= Robson rotation =

Method of printing ballots

Robson rotation is an Australian term for the practice of rotating the order of candidates' names during the printing of the ballot papers for an election, so that the advantage of being listed at the top of the paper is spread equally among all candidates. Such an advantage is particularly strong in elections in Australia, because the combination of compulsory voting and the use of the single transferable vote system ("preferential voting") leads a number of politically apathetic voters to cast a "donkey vote", ranking the candidates in the order in which they are listed on the ballot paper.

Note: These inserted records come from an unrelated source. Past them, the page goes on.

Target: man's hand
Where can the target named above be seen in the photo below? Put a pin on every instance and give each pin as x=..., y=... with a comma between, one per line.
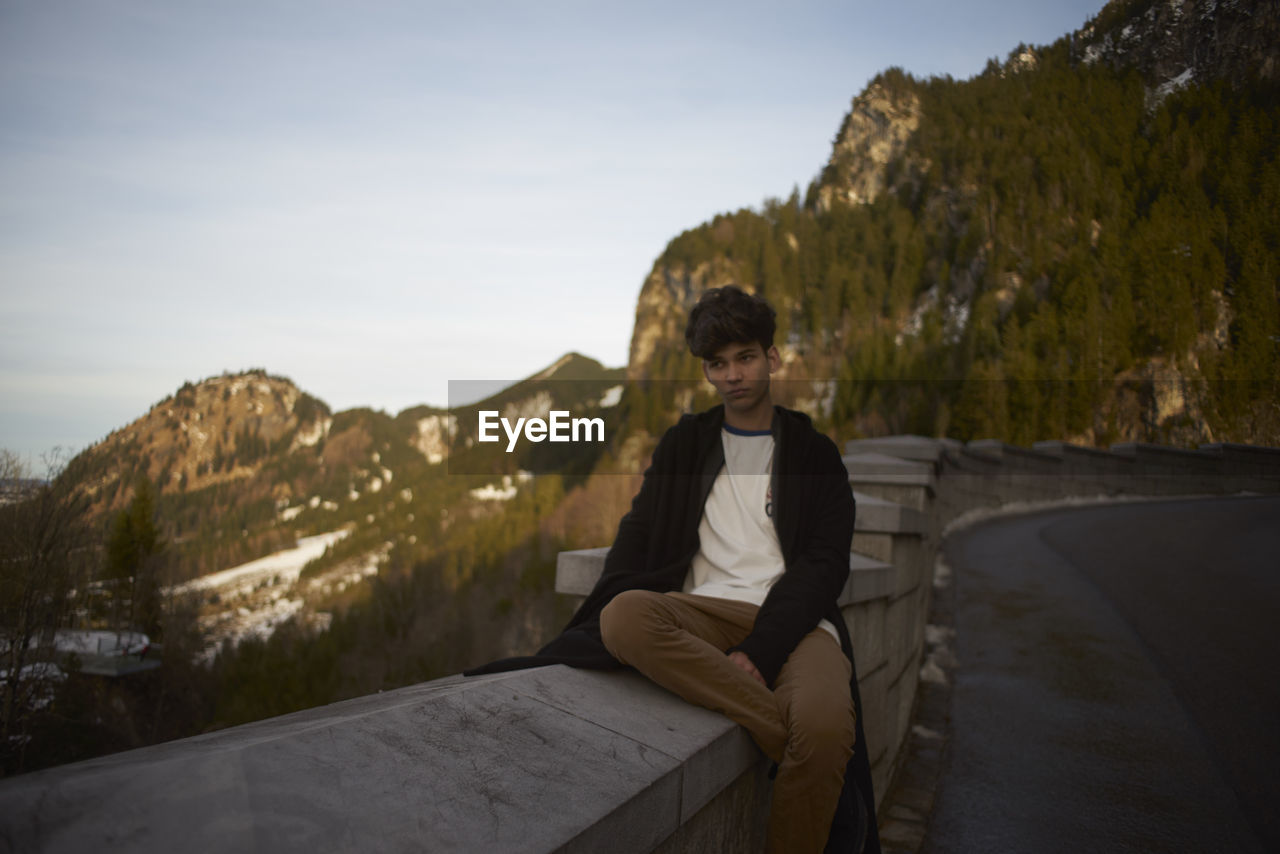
x=744, y=663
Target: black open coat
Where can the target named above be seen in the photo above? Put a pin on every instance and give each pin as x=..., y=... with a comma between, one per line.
x=657, y=539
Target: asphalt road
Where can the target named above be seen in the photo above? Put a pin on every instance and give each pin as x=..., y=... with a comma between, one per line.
x=1116, y=686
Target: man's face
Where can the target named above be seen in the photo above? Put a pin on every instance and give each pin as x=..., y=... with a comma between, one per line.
x=740, y=374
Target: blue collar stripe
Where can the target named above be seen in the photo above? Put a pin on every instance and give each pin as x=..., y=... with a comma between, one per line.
x=737, y=432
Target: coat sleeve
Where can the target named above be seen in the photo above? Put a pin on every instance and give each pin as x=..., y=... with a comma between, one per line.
x=629, y=556
x=814, y=575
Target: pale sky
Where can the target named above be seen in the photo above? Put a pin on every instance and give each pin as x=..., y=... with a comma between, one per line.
x=373, y=199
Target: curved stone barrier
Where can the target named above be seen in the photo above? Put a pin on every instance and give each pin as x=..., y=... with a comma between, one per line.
x=556, y=759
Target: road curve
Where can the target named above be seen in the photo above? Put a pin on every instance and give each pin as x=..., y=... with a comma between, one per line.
x=1115, y=688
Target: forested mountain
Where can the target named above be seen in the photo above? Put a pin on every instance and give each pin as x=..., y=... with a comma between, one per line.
x=1080, y=243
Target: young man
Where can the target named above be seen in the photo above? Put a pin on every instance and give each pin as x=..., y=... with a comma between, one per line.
x=722, y=580
x=750, y=629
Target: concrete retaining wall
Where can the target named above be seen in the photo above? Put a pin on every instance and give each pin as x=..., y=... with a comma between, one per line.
x=557, y=759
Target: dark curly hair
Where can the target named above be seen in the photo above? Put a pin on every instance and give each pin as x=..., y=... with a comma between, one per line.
x=728, y=315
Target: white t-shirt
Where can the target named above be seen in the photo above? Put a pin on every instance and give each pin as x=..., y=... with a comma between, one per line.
x=739, y=555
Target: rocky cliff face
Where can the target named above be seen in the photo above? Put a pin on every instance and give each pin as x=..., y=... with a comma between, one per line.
x=211, y=432
x=663, y=306
x=1174, y=42
x=873, y=135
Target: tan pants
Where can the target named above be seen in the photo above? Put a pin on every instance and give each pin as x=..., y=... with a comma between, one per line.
x=805, y=724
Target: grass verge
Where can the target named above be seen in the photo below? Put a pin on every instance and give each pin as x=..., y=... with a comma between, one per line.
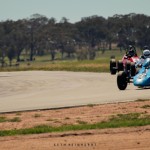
x=121, y=120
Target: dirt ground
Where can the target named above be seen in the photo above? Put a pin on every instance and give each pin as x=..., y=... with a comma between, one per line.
x=135, y=138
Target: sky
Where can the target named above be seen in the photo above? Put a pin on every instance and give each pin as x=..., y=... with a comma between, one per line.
x=73, y=10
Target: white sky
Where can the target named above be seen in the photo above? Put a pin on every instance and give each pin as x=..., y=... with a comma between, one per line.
x=73, y=10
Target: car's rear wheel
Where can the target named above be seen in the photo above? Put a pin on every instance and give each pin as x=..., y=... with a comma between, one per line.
x=133, y=69
x=122, y=80
x=120, y=65
x=113, y=66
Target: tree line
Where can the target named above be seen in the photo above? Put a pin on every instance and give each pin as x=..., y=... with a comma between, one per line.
x=39, y=35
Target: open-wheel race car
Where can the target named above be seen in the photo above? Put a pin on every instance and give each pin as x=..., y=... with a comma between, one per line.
x=140, y=79
x=121, y=65
x=129, y=59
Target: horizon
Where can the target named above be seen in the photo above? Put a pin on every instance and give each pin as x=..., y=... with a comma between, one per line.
x=74, y=11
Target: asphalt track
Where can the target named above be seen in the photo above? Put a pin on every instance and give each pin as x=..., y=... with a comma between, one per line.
x=30, y=90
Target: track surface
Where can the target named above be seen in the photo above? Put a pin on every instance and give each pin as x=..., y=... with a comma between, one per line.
x=31, y=90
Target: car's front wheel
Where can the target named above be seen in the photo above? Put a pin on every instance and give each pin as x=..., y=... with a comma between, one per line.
x=122, y=80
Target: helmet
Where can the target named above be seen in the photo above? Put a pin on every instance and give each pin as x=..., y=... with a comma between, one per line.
x=145, y=47
x=131, y=51
x=146, y=53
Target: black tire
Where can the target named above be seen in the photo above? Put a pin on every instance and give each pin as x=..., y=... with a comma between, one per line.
x=120, y=65
x=128, y=66
x=113, y=66
x=122, y=80
x=133, y=69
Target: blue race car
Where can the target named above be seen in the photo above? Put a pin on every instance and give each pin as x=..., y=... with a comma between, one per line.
x=142, y=78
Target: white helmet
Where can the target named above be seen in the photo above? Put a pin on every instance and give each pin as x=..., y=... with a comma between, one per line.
x=146, y=53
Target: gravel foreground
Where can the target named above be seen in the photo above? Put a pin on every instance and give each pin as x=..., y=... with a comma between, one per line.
x=135, y=138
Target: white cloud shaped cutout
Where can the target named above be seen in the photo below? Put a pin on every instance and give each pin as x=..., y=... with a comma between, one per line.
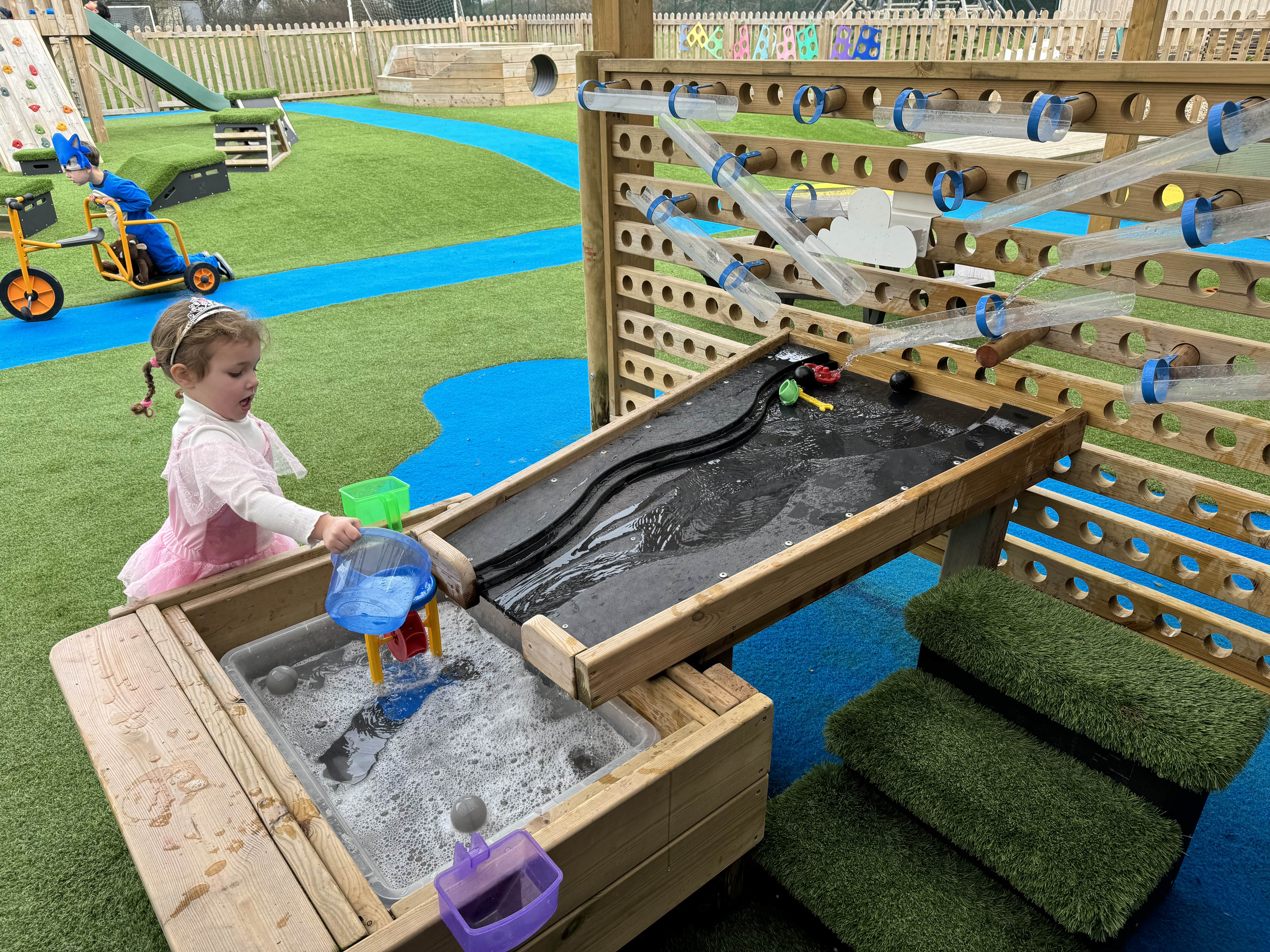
x=868, y=235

The Robson rotation, first used in the Tasmanian House of Assembly in the 1980 Denison by-election, is named after Neil Robson, then Liberal member for Bass. It was adopted in Australian Capital Territory elections in 1995.

Traditionally, ballot papers in an election are identical, with the candidates' names or their party groups (if any) in the same order. Within a group ticket, the order of their candidates' names is decided by the party or group. Formerly, in elections contested by individual candidates, alphabetical order by surname was used to decide the order of candidates' names on the ballot paper. That is now usually determined by lot, by the authority running the election, as is the order of groups on the paper.

Having all ballot papers the same can give a slight advantage to the candidate or group listed at the top, or top left (depending on the required format), because they will attract the donkey vote. Donkey voters will number the preferences on their ballots from left to right and/or top to bottom, purely in the order of the candidates' names and groups.

Such voters are a feature of voting systems which require people to express their degree of preference for every candidate or group, by numbering them in preferential order, or have their vote declared invalid. While donkey votes might only form a small percentage of votes cast, they could affect the result in a close contest. The more candidates there are on the ballot paper, the greater the donkey vote is likely to be.

To eliminate any donkey-vote advantage, the Robson rotation system requires ballot papers to be printed in batches of equal size, with each batch having the candidates' names in a different order. Consequently, there are various permutations of the position of candidates' names on the various versions of the ballot paper. Although that doesn't eliminate donkey voting, it spreads its effect more or less equally among all the candidates.

==Kromkowski rotation in Indiana==

A similar kind of ballot rotation was introduced in St. Joseph County, Indiana, in the 1970s. The method, used for both printed ballots and lever-operated machine voting, was developed and introduced by Aloysius J. Kromkowski, the head of the election commission, and one of the most popular elected officials (St. Joseph County Clerk until term limited and St. Joseph County Treasurer until term limited). Every precinct had alphabetically shifted ballots. For example, in precinct 1, names on the ballot would be in standard alphabetical order. In precinct 2, names on the ballot would start with the second alphabetically-ordered candidate and the first ordered would be shifted to the bottom, and so on.

It was later codified into law via IC 3-11-14-11.